The bottom line is that there are no easy answers to the questions we all have about life. Why are we here? Why are we all-seeing, all-knowing and immortal? How are we able to be everywhere at the same time? I don’t pretend to know. I do know, however, that these questions are not made easier by believing there’s a planet of people somewhere out there who depend on us to land their planes safely.

Like most of us, I was raised by parents who believed in the existence of people. Before every meal and every bedtime, we would sit quietly, “listening” to their prayers, and every Sunday morning I was awakened early so we could all go sit on our heavenly thrones for an hour, pretending to be worshipped. How ridiculous that all seems now! At the time, though, I never questioned any of it. In fact, for most of my teens, I spoke to a person named Moses who I believed was completely dependent on my advice. I now realize, of course, that this was nothing more than a delusion I needed in order to break free of my cloying parents and their needs.

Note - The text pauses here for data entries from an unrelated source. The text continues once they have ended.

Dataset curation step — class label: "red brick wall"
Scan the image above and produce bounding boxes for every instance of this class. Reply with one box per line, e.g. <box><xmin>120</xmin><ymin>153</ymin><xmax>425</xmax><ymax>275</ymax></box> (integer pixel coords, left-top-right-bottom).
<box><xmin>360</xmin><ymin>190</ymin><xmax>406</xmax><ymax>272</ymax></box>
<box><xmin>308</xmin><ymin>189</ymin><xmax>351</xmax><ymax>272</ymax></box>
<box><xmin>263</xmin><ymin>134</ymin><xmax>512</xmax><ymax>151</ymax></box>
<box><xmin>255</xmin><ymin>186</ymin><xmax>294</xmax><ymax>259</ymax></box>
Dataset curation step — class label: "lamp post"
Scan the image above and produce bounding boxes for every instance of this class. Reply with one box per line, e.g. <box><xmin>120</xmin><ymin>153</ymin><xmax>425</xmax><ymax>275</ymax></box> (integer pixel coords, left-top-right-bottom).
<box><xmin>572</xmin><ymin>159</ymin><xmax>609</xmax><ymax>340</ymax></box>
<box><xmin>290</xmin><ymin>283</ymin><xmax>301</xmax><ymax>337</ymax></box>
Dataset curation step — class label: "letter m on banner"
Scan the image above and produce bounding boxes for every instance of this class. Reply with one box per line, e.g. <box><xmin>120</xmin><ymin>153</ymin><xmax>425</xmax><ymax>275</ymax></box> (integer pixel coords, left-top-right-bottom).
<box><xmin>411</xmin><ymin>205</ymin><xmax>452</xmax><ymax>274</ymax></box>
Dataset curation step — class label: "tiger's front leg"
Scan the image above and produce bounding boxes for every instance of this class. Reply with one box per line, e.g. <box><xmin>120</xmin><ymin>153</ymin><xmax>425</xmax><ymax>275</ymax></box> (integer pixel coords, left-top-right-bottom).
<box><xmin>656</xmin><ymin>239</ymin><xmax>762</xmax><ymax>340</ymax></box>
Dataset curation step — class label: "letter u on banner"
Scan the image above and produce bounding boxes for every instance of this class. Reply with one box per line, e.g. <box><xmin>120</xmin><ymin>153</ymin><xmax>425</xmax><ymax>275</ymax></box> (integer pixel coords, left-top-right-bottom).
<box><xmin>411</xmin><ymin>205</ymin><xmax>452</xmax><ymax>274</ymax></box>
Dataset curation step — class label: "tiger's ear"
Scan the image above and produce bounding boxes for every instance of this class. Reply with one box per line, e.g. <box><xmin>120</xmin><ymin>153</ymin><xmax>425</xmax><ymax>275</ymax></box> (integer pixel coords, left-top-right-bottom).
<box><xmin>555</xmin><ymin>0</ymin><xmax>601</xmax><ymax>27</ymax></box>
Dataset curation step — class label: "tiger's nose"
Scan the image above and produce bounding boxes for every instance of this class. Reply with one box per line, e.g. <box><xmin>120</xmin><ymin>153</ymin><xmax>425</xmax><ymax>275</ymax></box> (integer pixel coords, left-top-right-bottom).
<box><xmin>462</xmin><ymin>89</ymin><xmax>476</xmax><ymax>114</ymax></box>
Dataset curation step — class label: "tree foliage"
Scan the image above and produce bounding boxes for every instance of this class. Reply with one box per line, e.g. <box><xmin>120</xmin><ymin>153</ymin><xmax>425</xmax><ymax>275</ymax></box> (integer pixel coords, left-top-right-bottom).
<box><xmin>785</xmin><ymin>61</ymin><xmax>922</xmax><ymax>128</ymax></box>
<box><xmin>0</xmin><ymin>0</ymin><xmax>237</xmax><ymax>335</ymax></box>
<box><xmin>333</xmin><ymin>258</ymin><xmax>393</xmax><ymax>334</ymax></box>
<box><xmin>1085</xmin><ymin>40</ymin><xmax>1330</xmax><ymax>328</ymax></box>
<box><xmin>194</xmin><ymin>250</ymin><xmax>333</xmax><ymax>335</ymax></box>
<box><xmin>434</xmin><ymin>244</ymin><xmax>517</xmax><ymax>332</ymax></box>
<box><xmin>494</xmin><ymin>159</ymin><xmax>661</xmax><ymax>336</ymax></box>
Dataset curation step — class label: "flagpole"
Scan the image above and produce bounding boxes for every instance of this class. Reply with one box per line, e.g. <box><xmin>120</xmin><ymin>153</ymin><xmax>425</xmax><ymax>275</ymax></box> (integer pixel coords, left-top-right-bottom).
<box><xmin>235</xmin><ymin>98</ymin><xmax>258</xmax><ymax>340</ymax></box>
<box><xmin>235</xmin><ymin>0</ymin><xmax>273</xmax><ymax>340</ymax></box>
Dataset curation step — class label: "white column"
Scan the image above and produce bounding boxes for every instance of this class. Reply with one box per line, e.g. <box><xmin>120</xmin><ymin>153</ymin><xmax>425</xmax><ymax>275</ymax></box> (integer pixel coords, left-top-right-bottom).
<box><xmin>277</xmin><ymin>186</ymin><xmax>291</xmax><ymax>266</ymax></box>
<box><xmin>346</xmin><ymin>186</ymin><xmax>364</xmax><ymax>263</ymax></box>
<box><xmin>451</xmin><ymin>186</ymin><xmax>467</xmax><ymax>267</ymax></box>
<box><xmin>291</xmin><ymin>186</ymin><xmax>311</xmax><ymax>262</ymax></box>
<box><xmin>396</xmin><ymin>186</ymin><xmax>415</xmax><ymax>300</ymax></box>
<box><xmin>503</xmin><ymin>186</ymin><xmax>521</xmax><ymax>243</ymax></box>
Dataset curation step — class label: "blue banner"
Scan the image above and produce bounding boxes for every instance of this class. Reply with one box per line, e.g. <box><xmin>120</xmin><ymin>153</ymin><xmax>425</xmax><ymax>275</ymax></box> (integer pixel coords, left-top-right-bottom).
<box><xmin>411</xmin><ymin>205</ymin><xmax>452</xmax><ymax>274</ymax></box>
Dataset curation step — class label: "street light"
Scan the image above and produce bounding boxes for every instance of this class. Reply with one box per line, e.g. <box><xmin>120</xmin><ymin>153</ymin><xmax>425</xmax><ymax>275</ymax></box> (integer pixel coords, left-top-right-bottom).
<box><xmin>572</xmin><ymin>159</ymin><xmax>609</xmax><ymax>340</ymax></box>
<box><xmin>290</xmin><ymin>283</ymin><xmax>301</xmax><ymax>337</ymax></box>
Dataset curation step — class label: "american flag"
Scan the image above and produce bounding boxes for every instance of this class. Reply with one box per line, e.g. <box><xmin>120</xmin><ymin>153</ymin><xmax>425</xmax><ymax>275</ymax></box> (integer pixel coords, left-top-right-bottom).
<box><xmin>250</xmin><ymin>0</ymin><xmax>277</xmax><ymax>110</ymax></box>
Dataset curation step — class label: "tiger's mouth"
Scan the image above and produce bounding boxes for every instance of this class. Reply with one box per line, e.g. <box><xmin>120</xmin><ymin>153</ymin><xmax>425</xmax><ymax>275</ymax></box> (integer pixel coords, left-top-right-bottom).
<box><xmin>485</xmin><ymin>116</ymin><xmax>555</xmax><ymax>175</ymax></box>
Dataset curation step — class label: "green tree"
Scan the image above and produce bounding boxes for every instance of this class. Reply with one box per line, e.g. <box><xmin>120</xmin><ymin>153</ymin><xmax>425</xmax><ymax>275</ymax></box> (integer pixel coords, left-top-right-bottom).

As I grew, persistent questions nagged at me. I asked my father: If we have ultimate power over peoples’ lives, why can’t we just make them perfect and alleviate their suffering? That way, they wouldn’t need to pray anymore, and we wouldn’t need to listen! My father shook his head with a long-suffering look as if he’d caught me playing with his best lightning bolts. He explained to me that of course we couldn’t intervene in peoples’ lives like that, because then how would they grow and become purer souls? It’s hard to believe that I actually believed this. Absolutely crazy—the idea that we created people just to torture them!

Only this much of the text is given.